Vietnam memorial: from Cardinal Dougherty to VFW

Vietnam memorial: from Cardinal Dougherty to VFW

Members of Warriors’ Watch Riders stand at attention during a ceremony in front of Cardinal Dougherty High School. The school’s Vietnam memorial was moved to the nearby VFW.
…It took a work crew 45 minutes Tuesday to remove the two-foot-high marble Vietnam Veterans Memorial from the grounds of Cardinal Dougherty High School in Northeast Philadelphia.

The memorial, which honors the 27 Dougherty graduates who died while serving in Vietnam, was then escorted 2.5 miles away by 16 men on motorcycles from the Warriors’ Watch Riders to the grounds of VFW Post 2819 on Martins Mill Road. After Dougherty closed this year because of dwindling enrollment, the memorial needed a new home and new caretakers.
It seemed logical that the VFW Post 2819 in Northeast Philadelphia would take that role since its membership included more Dougherty graduates than any other post in the city.

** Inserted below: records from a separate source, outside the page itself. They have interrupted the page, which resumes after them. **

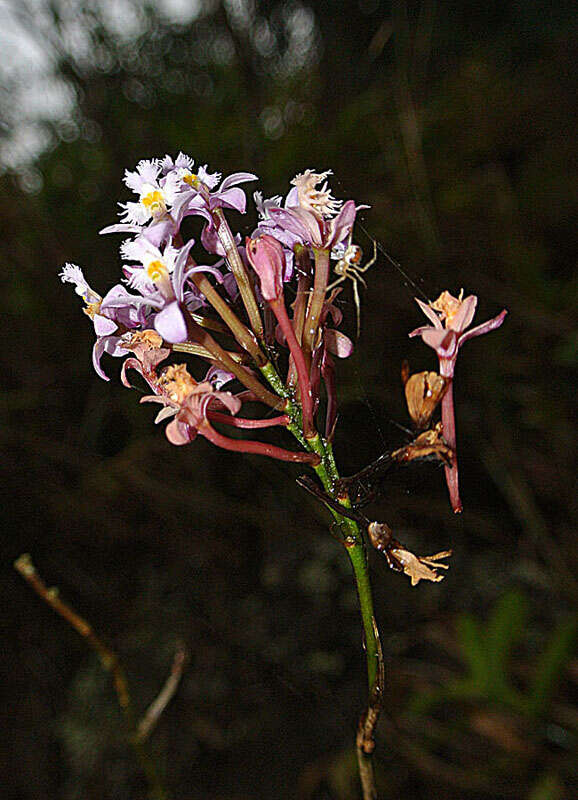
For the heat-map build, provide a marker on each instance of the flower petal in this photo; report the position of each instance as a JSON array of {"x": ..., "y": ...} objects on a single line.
[
  {"x": 430, "y": 313},
  {"x": 170, "y": 323},
  {"x": 485, "y": 327},
  {"x": 236, "y": 178},
  {"x": 465, "y": 315}
]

“We can’t minimize the price these 27 men have made,” said Bill Eves, 62, a 1966 Dougherty graduate and Vietnam veteran, who chaired the committee to finalize the agreement with the Archdiocese of Philadelphia to remove the memorial.

“Once I heard [the school] was going to close, we wanted to make sure the memorial was preserved,” said Charles Becker, 67, a Vietnam vet and ’60 Dougherty graduate.

Becker said he was not present when the memorial was created in the mid-1970s but was there in 1989 when it was rededicated.

“It’s time to take our brothers home with us to the VFW,” Becker said at the half-hour ceremony at Dougherty before the stone memorial was moved. In addition to the 27 Dougherty graduates killed in Vietnam, three others who attended the school but did not receive a diploma also were killed in the line of duty. It took seven minutes for the memorial to make it from the high school to the VFW post.

A spot for the memorial had been dug prior to the ceremony and cement had been put in place several feet from another memorial for Frank King, a Philadelphia police officer killed in 1998. The Vietnam Veterans Memorial will not be formally dedicated until Veterans Day.

Richard Caputo, 65, a founding member of Veterans of America Chapter 590 based in Fort Washington, said he knew most of the men whose names were inscribed in the memorial.

“Vietnam was part of our history. Why forget them?” said Caputo, who was in the Army in Vietnam from ’66 to ’67 and graduated from Dougherty in 1963.

“We did what we had to do. We did what we were told to do.”

He said that even though many Vietnam veterans would be honored only by having their name on a wall or memorial, it “should still bring a tear to people’s eyes because it’s about remembering who served and gave their life for this country, right or wrong.”

Msgr. James J. Howard, who was the principal at Dougherty during the time when most of the 27 fallen soldiers attended, spoke at the ceremony just before taps was played.

“Cardinal Dougherty may be closing, but this is no closing,” he said, “This is simply a transfer to continue their spirit.”